There are many, but here are the twelve that feel most important. Of course, as soon as I press publish I’ll think of more, but maybe those can be the topic of a further post. They are, as far as I can remember, in the order in which I read them.
1. Magick in Theory and Practice – Aleister Crowley – My introduction to all of this was the works of Uncle Aleister. Back in the day there was no internet. The only book on Druidry was Stuart Piggott’s The Druids, books on the Craft were rare, the New Age bomb had yet to explode. My interest was with the supernatural, the occult (like many teenagers I guess…) and luckily I had understanding parents. I joined Encounters Books Club, an occult book club run by W H Smiths, and they gave away 4 hardcover books for 50p as the introductory offer. One of the books I chose was Magick in Theory and Practice by Aleister Crowley. For years it was the text book I reached for. I joined the Occult Church Society and spent years studying Ceremonial Magick. This book guided that for quite some time.

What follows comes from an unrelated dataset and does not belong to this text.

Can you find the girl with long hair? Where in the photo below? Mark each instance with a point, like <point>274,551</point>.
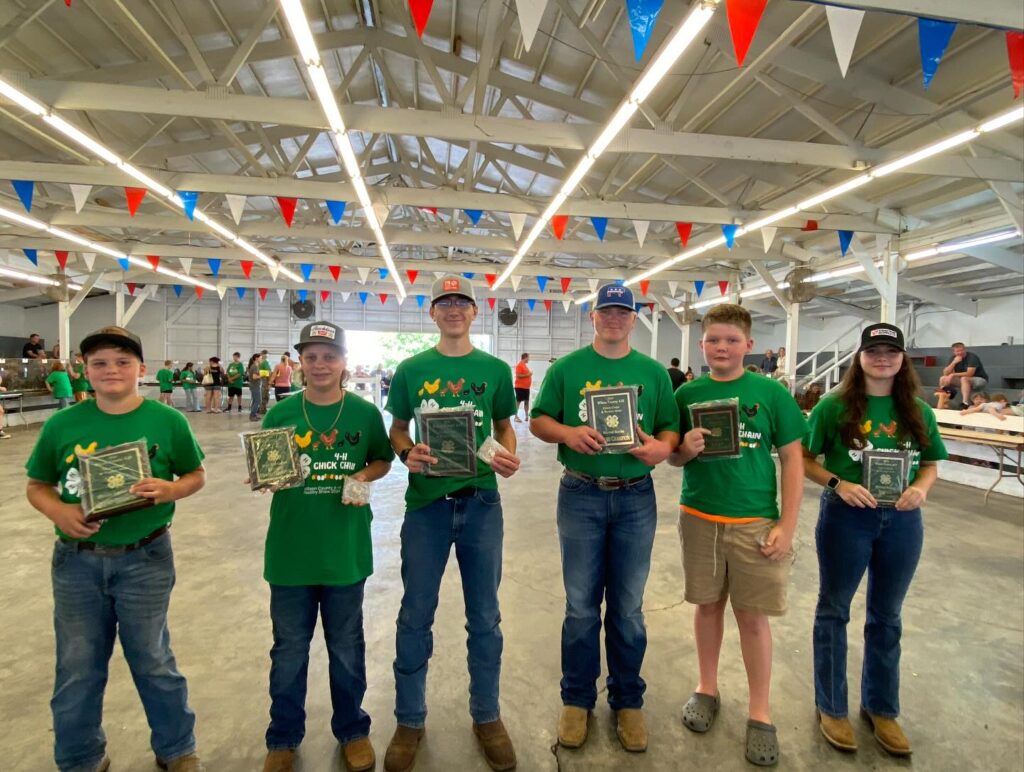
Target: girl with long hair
<point>876,409</point>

2. The Spiral Dance – Starhawk – After my interest in Magick took a turn to more earthy folk magic, on a trip to Glastonbury I bought two books, The Book of Druidry by Ross Nichols, and The Spiral Dance by Starhawk. I was at that moment where I felt I had to decide where I would point my wand (so to speak) and so I went back to my hotel room at the George and Pilgrim and began to read both books. Starhawk’s book is the one on this list as it was the book that helped me realise that Wicca wasn’t the direction I was going to be heading. It might not have been the best introductory book, but it did the job, hence it’s inclusion here as an influence on my spiritual path. In truth I didn’t really understand a word of Ross’ book. It wasn’t at all what I expected, the language was odd, the history a little weird, but the topics it focussed on ignited a fire in my head, and showed me a path that I have been walking ever since.
3. Witchcraft – A Tradition Renewed – Doreen Valiente and Evan John Jones – Although I had chosen my path and entered initiation as a Druid with the Order of Bards Ovates and Druids, my heart still yearned for a slightly more earthy magic. I wasn’t completely put off by The Spiral Dance. I knew that there had to be more to The Craft, so I took the advice of some Traditional Craft friends of mine and read this book. It was gritty, a little dodgy in places, but got to the heart of what I thought Witchcraft was, or could be. I realised that my Druidry would forever be influenced by Magic. It’s not that kind of path for every Druid, but I am a Druid with the beating heart of a Magician.
4. Mabon and the Mysteries of Britain – Caitlin Matthews – I was so happy to have found a path that, at its heart, had the love of story, poetry and music. The Bard and all that went with it was the Fire in my Head and with that came a realisation that we had our own ancient Gods that had been borne from the very mud of this island. I had learned about the Greek and Roman Gods in school. Why on earth had I not even heard of our own? So I began to explore. Nodens, Epona, then the tales of the Mabinogion caught me, and I met Gwydion, Ceridwen, Taliesin, Rhiannon, Arianrhod, Blodeuwedd. This book might be a little dated now, but it did the job for me at the time when those doors were opening.
5. The Druid Way – Philip Carr-Gomm – If other books were teaching me about my inner landscape, this book opened my eyes to the physical one surrounding me. A tale of a pilgrimage. A walk through the countryside, pondering Druidry and what it means to be a Druid in this modern age. And it was set right in the landscape around me in Sussex. After reading this book, every year for three years, on the weekend nearest to the Summer Solstice, I walked the same route as Philip. Sleeping out under the stars, connecting with the land.